Detecting Twitter Bots

google recaptcha

source: google recaptcha

By Yalda Amini, João Araujo and Daniel Barjum, May 2019

Introduction and Problem Statement

With spread of social media and their increasing impact on the news the topic of bots and spread of fake news is one of the hot topics now. The goal of this project is to use machine learning techniques which we have learned during this semester to detect the tweets which were generated by Twitter bots vs generated by human users.

We use data from two main sources:

We requested permission and obtained the data from MIB researcher’s database. Detailed information on the dataset can be found here: http://mib.projects.iit.cnr.it/dataset.html.
When necessary, we complemented this data using Twitters API.

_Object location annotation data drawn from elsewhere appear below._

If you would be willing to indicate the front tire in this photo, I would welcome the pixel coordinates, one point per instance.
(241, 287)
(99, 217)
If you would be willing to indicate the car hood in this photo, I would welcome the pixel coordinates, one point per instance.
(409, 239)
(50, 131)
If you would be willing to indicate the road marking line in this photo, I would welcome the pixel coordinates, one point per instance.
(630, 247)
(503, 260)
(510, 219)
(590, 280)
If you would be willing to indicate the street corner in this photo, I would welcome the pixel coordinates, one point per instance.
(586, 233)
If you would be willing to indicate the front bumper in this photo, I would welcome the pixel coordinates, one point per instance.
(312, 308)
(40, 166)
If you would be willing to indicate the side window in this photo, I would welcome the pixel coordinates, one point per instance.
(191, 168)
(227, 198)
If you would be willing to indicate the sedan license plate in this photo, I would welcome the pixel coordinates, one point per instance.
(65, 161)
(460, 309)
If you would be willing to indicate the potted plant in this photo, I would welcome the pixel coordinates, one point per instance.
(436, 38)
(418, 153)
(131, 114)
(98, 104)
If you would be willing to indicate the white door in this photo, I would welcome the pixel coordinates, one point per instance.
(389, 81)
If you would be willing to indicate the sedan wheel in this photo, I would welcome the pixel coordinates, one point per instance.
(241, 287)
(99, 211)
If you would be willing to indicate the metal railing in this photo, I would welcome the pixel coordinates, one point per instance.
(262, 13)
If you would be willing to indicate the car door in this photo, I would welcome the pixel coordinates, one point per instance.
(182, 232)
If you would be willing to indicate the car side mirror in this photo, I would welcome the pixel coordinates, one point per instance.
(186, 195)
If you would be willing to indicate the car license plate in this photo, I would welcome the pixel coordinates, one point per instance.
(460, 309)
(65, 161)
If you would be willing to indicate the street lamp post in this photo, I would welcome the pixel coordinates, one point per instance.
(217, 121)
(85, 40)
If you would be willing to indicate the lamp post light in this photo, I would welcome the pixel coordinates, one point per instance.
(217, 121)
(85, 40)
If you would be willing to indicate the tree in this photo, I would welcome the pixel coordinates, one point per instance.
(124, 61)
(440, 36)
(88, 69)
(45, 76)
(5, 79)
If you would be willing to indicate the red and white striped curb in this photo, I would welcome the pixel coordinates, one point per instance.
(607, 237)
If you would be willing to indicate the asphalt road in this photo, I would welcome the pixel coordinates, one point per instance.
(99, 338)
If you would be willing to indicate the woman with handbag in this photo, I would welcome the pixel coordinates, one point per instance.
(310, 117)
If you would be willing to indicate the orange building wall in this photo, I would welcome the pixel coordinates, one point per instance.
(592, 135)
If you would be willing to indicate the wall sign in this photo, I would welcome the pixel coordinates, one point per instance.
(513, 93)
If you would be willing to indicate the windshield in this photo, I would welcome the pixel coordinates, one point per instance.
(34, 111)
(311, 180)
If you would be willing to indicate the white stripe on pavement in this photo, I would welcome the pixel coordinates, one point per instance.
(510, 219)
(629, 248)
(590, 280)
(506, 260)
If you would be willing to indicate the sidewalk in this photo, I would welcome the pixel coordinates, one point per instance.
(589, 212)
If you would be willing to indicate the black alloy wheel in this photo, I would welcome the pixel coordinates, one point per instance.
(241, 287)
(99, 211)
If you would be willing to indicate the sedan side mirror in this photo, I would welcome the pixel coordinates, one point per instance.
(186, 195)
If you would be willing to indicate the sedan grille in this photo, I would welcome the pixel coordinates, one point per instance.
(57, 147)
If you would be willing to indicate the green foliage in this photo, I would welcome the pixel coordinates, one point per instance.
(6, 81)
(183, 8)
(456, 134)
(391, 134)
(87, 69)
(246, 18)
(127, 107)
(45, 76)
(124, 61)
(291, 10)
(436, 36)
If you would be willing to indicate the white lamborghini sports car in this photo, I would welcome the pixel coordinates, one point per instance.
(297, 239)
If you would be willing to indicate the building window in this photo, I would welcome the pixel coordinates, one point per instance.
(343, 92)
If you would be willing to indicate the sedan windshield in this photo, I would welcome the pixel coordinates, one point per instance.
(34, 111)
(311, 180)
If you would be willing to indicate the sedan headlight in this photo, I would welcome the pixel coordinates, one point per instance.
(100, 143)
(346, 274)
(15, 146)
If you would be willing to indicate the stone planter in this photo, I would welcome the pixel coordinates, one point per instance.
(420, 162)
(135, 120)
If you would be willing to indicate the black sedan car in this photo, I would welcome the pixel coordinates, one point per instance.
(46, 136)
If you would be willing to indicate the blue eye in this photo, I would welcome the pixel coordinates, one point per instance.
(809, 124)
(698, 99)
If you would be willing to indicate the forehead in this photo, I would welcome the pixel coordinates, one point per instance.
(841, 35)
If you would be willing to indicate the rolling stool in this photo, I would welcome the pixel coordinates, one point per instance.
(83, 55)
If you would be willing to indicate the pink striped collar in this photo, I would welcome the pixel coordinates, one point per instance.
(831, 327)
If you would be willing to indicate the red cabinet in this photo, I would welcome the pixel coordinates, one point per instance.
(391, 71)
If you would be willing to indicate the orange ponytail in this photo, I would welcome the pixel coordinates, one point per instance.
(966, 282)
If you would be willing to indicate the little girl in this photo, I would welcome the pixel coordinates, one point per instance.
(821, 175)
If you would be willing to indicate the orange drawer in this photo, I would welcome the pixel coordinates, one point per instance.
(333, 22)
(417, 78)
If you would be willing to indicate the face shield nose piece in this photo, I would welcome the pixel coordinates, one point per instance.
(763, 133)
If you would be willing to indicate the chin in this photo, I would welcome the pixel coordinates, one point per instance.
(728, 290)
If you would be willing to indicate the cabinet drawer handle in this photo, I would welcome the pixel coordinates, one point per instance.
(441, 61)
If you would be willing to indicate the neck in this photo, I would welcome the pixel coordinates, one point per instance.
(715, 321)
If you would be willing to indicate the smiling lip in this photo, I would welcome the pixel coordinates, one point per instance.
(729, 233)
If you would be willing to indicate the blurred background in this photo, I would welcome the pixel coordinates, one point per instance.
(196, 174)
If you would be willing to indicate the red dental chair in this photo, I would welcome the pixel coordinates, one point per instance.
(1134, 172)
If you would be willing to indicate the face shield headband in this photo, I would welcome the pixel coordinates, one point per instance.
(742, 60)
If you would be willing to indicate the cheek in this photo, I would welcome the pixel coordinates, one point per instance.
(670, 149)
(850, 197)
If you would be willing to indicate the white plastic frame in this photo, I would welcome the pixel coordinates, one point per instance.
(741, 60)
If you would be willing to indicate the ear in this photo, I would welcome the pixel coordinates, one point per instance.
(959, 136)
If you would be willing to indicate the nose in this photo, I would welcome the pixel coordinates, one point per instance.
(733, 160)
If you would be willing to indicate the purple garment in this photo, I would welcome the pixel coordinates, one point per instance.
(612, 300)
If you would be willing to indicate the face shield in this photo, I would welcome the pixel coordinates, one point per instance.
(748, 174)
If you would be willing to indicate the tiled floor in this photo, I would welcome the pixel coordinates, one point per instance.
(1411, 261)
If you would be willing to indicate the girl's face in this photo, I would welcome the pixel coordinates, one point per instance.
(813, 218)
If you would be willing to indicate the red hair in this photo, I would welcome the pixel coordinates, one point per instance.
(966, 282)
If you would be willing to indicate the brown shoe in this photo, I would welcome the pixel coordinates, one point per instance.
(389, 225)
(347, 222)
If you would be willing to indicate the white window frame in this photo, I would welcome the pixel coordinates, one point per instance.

We then clean the datasets we obtain and prepare them to be used in our models.

Our models are two Multileyer Preceptron Neural Networks, one that works as a baseline model and the second an improved model. We test the results of our model agains the results of a well established neural net that does this developed by researchers at Indiana University Network Science Institute (IUNI) and the Center for Complex Networks and Systems Research (CNetS). Information on Botometer can be found here.

Our results based on a total of 1,013 users that we tested against Botometer was of 88.2% accuracy. This means that for 88.2% of our scores where within 10% of the score given by Botometer.

Literature Review

Bots have a heavy presence in the social media. “Of all tweeted links to popular websites, 66% are shared by accounts with characteristics common among automated “bots,” rather than human users.” . Due to this huge impact of pots on many political, social and economical topics around the world There is considerable literature trying to solve the issue of the fake bot generated contents in social media. Based on Ferrera et all paper in 2018, there are three types of approaches to detect bot generated contents in social media, consisting “(a) methods based on social network; (b) systems based on crowd-sourcing and human computation; (c) algorithms based on predictive features that separate bots from humans“ . Recently using RNN and long short-term memory (LSTM) networks seems to provide good performance for bot detection.

References

Tweepy Python Library.
Twitter’s developer resources: developer.twitter.com.
Kudugunta, Sneha, and Emilio Ferrara. “Deep Neural Networks for Bot Detection.” Information Sciences 467 (October 2018).
Twitter Bots: An Analysis of the Links Automated Accounts Share, Pew Research Center,” April 9, 2018.